With Disclosure Day, that’s thrills, action set-pieces, solid visuals, great performances and a little provocation about one of his favourite cinematic topics: aliens.

There’s no question in Disclosure Day as to whether they exist, they do. The dramatic conflict is whether its characters will succeed in bringing the truth to the public or if the shadowy forces that have obscured these facts will win out.

The truth isn’t out there, but it’s trying to be.

Disclosure Day
Disclosure Day Credit: Universal/Amblin

The broad strokes are that there is a corporation called Wardex, which has spent decades covering things up for the US government. Inside the organisation, a break-away faction led by Hugo (Colman Domingo) has stolen reams of data that will convince any sceptic.

One of his lieutenants is Daniel (Josh O’Connor), a genius cybersecurity expert who is already on the run with his girlfriend Jane (Eve Hewson), pursued by a parade of black four-wheel drives and men with headsets being directed by Wardex boss Noah (Colin Firth).

Separately, Margaret (Emily Blunt) is a weather presenter in Kansas City who has a strange stare-down with a red cardinal bird and now can speak Russian and Korean, and know everything about everyone she locks eyes with.

More than that, she starts speaking in a clicking tongue during a live broadcast. There will be rain bombs as well as truth bombs.

Margaret and Daniel’s paths are destined to cross as Hugo gears up to share what everyone should know.

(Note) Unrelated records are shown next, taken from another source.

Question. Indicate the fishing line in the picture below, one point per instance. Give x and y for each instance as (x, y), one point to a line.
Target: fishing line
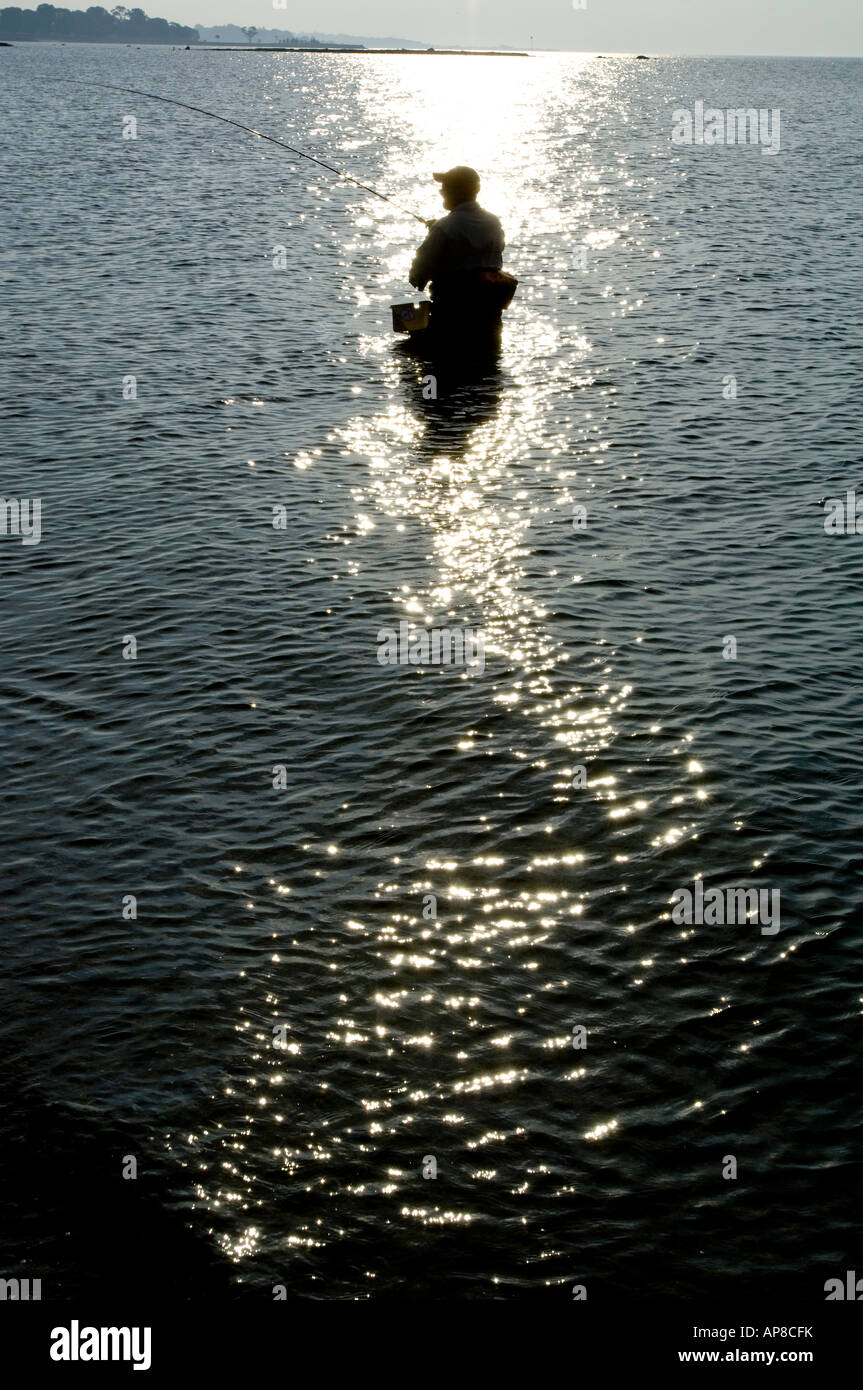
(170, 100)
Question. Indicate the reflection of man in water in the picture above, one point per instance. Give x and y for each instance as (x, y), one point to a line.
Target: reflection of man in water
(456, 256)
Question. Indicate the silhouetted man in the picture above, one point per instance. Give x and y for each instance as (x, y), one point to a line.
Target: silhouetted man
(463, 257)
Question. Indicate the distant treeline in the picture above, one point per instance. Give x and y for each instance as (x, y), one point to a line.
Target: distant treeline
(93, 25)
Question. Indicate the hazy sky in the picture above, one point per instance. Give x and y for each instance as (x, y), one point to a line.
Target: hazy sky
(817, 27)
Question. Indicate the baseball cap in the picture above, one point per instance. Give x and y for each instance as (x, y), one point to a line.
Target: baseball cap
(460, 177)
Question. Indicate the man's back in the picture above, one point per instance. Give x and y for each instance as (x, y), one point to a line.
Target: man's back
(466, 239)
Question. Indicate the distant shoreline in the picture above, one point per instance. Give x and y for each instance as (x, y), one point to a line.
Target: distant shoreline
(280, 47)
(418, 53)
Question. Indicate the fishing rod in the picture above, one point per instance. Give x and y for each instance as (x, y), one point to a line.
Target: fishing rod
(250, 129)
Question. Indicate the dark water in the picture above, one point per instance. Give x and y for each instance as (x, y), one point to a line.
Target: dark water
(296, 1158)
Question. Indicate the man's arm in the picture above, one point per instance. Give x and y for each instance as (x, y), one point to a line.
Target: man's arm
(427, 259)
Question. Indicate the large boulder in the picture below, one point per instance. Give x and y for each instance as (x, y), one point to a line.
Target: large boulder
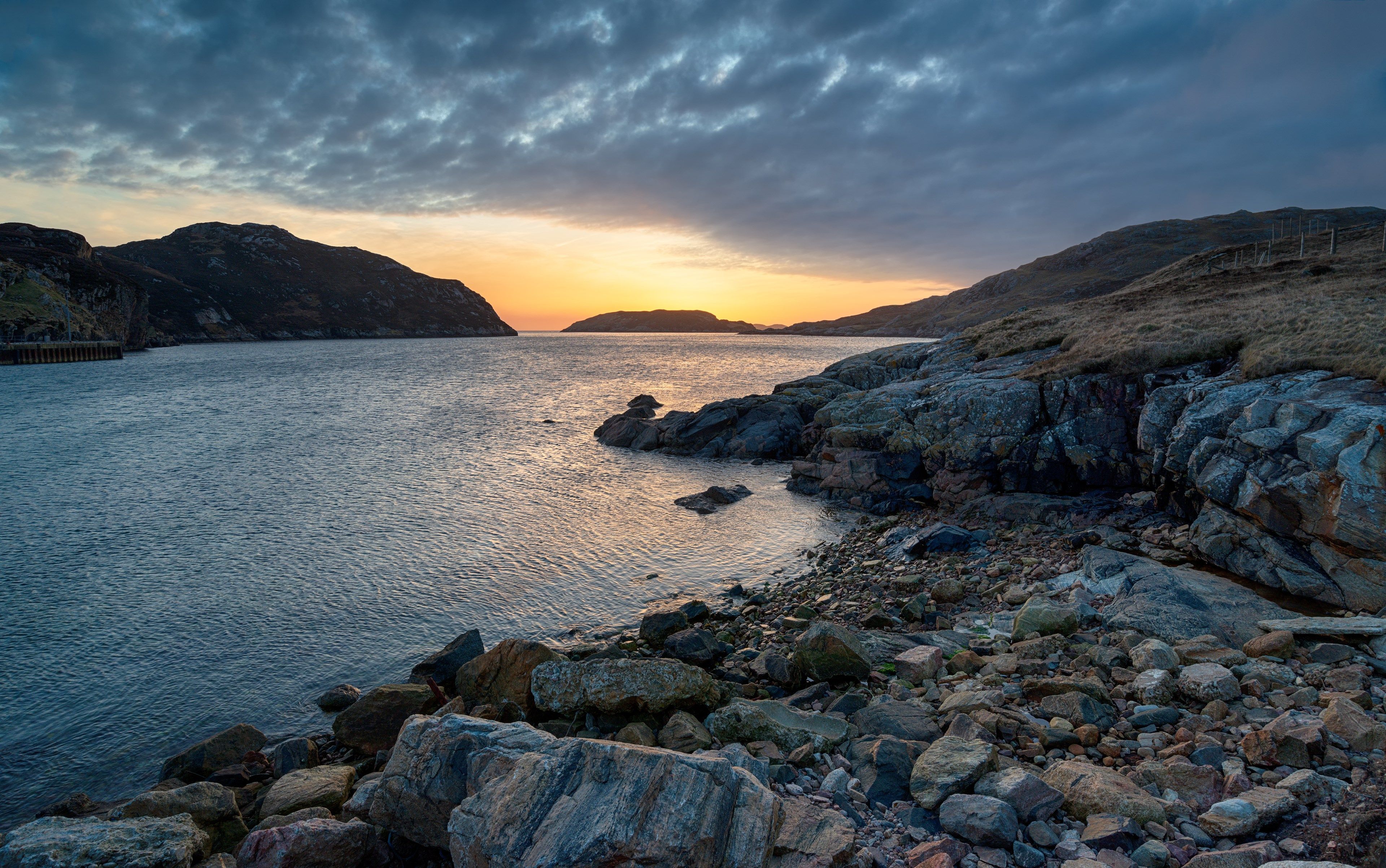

Disclosure Day takes a little settling in before it starts to feel like more than an episode of The X-Files, but it doesn’t take long. Because the film drops you into the action without an explanation, it does feel, at first, like a cold open from a Mulder and Scully adventure.

Disclosure Day
Disclosure Day Credit: Universal/Amblin

Then Spielberg does what he does best, which is to pull you into his story and immerse you in an experience. He has been consistent when some of his contemporaries (ahem, Ridley Scott) no longer are.

The film is essentially a chase movie in which O’Connor, Blunt and Hewson’s characters are constantly trying to outrun Firth’s villainous roadblocks, which also involves some remote mind-melding shenanigans.

But it’s an exciting chase which moves from location to location and also involves a moving train. It’s thrilling stuff. You’ll be captivated.

Is Disclosure Day a little bit goofy? Absolutely, it’s hard not to be when it comes to the subject matter, and especially when there is a crop circle and animals who make intense eye contact.

Even though Spielberg and screenwriter David Koepp (Jurassic Park, War of the Worlds) are approaching it with all seriousness. That earnestness feels very Spielbergian, and it’s why it works. He’s not trying to bump you out with a wink-wink.

There is something of a philosophical denouement that beats with a big heart, and if you find yourself tearing up, as overwhelmed as the characters on the screen, you’ll know it’s because Spielberg is so good at stealthily laying foundations that pay off later.

Disclosure Day is classic Spielberg popcorn – it has heft, sure, but it is mostly about being along for an entertaining ride.